In counterpoint to this Sunday opinion piece in the Bee, dams are the most attractive way to solve the water problems in the state of California—and specifically addressing the provision of a stable water supply to Southern California with water stored behind those dams in Northern California—it is necessary to build the peripheral canal.
Most experts know this as do wise legislative leaders such as Governor Schwarzenegger and Senator Dianne Feinstein.
Along with the obvious solution for our area, the building of Auburn Dam (which would double our storage capacity), supported by groups—including us—like the Auburn Dam Council, there is another that would solve the water problems for the larger region and that is the raising of Shasta Dam to its originally engineered height of 200 feet higher than it now is, tripling its water supply, which an 2004 article from the Los Angeles Times describes:
‘….From an engineering standpoint, it's a piece of cake. The dam, built between 1938 and 1945, was originally planned to be 200 feet taller. At 800 feet, it would have been the highest and biggest in the world.
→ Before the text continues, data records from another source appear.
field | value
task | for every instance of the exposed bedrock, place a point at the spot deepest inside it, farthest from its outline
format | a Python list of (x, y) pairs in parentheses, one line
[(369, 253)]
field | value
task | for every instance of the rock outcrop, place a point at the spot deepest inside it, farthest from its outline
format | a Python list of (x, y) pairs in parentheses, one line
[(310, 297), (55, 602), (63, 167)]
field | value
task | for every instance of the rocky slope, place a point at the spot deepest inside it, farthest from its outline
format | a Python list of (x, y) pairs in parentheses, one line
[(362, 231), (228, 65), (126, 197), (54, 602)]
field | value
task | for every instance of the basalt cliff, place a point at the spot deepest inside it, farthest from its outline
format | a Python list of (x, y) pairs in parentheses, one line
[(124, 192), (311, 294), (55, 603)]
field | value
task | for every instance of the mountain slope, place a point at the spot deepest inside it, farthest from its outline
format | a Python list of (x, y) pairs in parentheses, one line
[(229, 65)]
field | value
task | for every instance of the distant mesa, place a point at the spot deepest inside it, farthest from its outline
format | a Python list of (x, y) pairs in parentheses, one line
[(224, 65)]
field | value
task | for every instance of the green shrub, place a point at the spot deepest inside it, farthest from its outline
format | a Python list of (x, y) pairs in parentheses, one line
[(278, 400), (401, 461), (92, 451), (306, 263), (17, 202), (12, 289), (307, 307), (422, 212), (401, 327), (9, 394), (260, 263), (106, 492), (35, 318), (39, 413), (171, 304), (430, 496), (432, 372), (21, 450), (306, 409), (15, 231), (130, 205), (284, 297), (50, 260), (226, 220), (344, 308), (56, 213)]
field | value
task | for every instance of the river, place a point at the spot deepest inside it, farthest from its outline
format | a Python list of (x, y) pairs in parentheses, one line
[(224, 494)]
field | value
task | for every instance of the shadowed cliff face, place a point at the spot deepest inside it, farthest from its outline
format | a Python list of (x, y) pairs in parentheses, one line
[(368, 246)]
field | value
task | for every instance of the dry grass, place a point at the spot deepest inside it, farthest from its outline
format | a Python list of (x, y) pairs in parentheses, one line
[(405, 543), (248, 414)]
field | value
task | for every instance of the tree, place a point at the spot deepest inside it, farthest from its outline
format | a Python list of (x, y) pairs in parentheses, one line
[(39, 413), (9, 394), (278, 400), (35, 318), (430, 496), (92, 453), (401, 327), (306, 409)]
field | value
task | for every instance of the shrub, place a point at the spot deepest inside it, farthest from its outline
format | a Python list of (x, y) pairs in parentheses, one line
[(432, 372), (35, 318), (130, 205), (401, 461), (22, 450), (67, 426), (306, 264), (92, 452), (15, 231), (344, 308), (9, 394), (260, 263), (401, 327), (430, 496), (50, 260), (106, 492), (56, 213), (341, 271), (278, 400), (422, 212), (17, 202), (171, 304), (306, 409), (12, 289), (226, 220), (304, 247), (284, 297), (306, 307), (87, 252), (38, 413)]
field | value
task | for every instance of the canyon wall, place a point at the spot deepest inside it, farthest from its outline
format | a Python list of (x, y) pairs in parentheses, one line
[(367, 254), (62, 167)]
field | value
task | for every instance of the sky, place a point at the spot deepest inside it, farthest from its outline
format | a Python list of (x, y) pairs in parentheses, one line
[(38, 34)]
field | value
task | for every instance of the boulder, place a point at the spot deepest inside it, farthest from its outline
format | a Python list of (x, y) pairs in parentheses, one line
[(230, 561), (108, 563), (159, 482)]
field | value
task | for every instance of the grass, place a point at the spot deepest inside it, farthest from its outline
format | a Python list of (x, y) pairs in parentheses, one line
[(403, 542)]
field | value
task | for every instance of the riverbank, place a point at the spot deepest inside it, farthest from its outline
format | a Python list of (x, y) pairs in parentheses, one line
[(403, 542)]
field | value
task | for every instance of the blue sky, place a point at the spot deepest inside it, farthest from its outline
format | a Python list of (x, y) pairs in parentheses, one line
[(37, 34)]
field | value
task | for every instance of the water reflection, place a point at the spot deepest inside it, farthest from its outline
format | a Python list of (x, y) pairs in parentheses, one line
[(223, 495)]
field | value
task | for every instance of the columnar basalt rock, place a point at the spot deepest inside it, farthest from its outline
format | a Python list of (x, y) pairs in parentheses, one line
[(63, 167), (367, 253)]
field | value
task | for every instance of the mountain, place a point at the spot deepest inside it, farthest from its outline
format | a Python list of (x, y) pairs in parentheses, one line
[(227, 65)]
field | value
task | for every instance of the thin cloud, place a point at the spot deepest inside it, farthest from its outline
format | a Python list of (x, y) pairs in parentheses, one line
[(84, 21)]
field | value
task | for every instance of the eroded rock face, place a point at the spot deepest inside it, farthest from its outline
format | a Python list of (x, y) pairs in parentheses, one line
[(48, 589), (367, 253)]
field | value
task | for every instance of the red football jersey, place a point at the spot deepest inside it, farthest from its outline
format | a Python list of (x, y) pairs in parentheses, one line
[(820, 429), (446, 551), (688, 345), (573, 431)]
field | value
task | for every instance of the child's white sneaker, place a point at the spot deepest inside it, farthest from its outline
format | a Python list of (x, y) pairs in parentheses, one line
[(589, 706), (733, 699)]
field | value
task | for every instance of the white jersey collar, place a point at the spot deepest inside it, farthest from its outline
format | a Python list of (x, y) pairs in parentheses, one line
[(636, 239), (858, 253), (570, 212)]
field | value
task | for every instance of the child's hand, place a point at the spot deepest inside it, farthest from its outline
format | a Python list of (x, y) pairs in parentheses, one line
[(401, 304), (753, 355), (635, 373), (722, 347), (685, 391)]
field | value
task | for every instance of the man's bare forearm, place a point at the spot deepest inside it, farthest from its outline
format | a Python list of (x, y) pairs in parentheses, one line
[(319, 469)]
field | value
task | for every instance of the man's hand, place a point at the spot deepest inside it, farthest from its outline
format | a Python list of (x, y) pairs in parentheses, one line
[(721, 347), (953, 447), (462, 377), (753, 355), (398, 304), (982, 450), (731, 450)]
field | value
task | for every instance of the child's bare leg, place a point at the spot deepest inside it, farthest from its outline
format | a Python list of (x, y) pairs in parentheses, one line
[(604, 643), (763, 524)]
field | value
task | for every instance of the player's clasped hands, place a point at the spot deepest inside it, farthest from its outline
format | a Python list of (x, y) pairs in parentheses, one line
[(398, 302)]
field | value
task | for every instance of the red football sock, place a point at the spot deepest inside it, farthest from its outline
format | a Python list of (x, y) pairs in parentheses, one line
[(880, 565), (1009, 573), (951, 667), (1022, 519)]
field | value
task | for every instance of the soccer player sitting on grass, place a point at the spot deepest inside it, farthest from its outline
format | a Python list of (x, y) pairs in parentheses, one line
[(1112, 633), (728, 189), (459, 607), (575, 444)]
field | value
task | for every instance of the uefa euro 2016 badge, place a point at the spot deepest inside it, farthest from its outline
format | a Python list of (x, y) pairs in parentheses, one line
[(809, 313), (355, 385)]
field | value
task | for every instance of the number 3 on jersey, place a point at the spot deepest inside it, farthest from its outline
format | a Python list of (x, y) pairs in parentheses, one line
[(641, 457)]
“Sheri Harral, public affairs officer at the dam, said World War II and materials shortages associated with the war effort led to a decision to stop construction at 602 feet.
"The thinking was to come back and add on to it if ever there was a need to," Harral said. "They started looking at raising it in 1978."
“If Shasta Dam had been built up to its engineering limit in 1945, it is arguable that Northern and Central California would not be facing a critical water shortage now.
“According to a 1999 Bureau of Reclamation study, a dam 200 feet taller would be able to triple storage to 13.89 million acre-feet of water.”
The cost for these two projects is probably in the $20 billion range, a relatively low price to pay for the extra water—even for Southern California—hydroelectric power, Parkway and salmon sustainability (from the stabilization of American River water flow and temperature from Auburn Dam) and extra flood protection.